23 July 2016

Why don't I get the throughput I benchmarked?

In synthetic benchmarks, you can achieve a high throughput for your system by throwing lots of independant tasks/clients at it to see what the theoretical limit of your system is, however in real world situations, the throughput you achieve is often much, much lower. One of of the explanations for this comes from Little’s Law

What is Little’s Law?

This law comes from queuing theory, an example being the number of customers in a store.

Little's Law tells us that the average number of customers in the store L, is the effective arrival rate λ, times the average time that a customer spends in the store W

L=λ × W

For a given latency, the higher the throughput you need to achieve, the higher the number of independant tasks you need. Say you have a shop where checking out at an automatic till takes 10 minutes on average. To achieve, a given throughput, how many tills, and people wanting to check out do you need?

Throughput

People trying to check out at once

1 every 10 minutes

1 person and 1 till

1 per minute

10 people and 10 tills

10 per minute

100 people and 100 tills

There might not be 10 or 100 people trying to check out at once, so even if you have the tills, there might not be enough people/users to utlise the tills you have.

Say instead it only takes 1 minute to pass through a till, how many people do you need to be checking out at once to get the throughput you are looking for.

Throughput

People trying to check out at once

1 every 10 minutes

1 person and 1 till

1 per minute

1 person and 1 till

10 per minute

10 people and 10 tills

Reducing the latency by a factor of 10 means you need one tenth of the resources. More importantly, you only need one tenth of the people trying to check out/tasks to achieve the desired throughput.

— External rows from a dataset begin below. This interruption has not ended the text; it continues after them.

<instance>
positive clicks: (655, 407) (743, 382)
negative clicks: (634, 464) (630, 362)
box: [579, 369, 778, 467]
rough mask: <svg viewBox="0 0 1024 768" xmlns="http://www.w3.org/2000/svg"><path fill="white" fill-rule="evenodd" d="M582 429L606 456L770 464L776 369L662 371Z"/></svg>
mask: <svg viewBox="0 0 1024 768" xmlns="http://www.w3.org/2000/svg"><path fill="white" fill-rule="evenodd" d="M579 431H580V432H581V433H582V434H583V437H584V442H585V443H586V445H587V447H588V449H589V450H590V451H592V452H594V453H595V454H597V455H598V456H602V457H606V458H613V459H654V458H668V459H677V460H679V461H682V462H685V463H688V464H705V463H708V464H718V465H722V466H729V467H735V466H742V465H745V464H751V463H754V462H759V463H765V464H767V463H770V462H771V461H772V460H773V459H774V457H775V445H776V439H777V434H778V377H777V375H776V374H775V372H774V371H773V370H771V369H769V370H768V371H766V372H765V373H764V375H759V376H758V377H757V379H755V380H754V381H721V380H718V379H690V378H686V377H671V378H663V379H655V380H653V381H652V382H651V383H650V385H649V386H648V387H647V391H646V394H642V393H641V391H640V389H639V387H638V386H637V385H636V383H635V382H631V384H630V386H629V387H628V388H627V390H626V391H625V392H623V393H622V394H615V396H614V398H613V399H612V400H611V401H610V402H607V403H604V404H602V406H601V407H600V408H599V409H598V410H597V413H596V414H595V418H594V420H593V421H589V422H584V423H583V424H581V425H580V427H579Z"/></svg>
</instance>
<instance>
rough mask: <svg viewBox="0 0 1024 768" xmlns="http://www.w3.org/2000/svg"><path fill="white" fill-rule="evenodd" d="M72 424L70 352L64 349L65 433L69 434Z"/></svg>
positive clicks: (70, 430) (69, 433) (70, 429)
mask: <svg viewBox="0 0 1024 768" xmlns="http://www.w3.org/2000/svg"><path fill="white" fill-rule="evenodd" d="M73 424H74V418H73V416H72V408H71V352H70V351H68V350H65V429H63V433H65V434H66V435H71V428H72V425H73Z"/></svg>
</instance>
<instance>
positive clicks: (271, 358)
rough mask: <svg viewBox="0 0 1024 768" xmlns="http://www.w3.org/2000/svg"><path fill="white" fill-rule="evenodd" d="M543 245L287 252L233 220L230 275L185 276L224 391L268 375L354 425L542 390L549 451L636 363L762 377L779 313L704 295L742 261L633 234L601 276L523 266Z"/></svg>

Some problems have inherent limits to the number of independant tasks you have. Trading systems and business applications might only have an intrinsic concurrency of between 1 and 10, in which case, latency rather than throughput is your main constraint.

Chronicle Queue vs Apache Kafka

On the surface, Chronicle Queue and Apache Kafka do many of the same things. They are both high throughput, persisted queues. What difference do Chronicle’s much lower latencies make?

In this benchmark, Apache Kafka achieved a throughput of around 400,000/s - 800,000/s on one machine, with linear scalability to three machines. This is a very good throughput. However the latency measured 2 ms and the 99%ile was 3 ms. This means any individual task which must wait for replication before proceeding must wait around 2 milli-seconds, or more conservatively 3 milli-seconds.

If the latency is 3 milli-seconds, how many independant tasks do you need to have to reach a desired throughput?

Chronicle vs Kafka Concurrency

To achieve higher throughputs, you need more independant tasks. What if you only have 1 to 100 independant tasks?

With a small set of tasks, you are not going to achieve a high throughput with a latency of 3 ms. By comparison if we look at the 99%ile latency of Chroncile Queue synchronous replication, which is between 20 - 40 micro-seconds, you can achieve high throughputs with relatively few independant tasks.

Independant Task(s)

Chronicle Queue Throughput

Apache Kafka Throughput

50,000 per second

340 per second

290,000 per second

3,400 per second

100

2,000,000 per second (2 servers)

34,000 per second

To achieve, the benchmark throughput with Kafka, you need a problem which has a very high number of independant tasks (many thousands), or you either need asynchronous replication.

If asynchronous replication is acceptable, then Chronicle Queue has a much lower latency of 1.2 micro-seconds for the 99%ile. This means it can support close to one million messages per second with a single thread and only one task at a time. Two threads are enough to get 80 million events per minute which is our benchmark throughput for the E5-2650 v2 server we tested.

When do I add monitoring to my application?

Apache Kafka was designed for web application monitoring. It is widely used for this purpose today. As such it does the job very well.

However, Chronicle Queue is design to be fast enough to be part of the critical path, recording all the inputs and outputs of your services. Since you are already recording all the data needed to recreate the state of your component at any point, little additional monitoring is required. (System monitoring is still required) It is not a case of; Now our application is in production, how do we monitor it? Or how do we replay message to recreate an issue?

Chronicle Queue is integral to the working of the application so you know no information is missing or the application wouldn’t work.

Conclusion

If you have a problem with many thousands of independant tasks, then high number of tasks "in flight", or customers in the store, is a relatively simple way to get the throughput you need and the impact of latency is low. If you have a few tasks, or just one task you can perform at a given moment, latency rather than throughput is critical.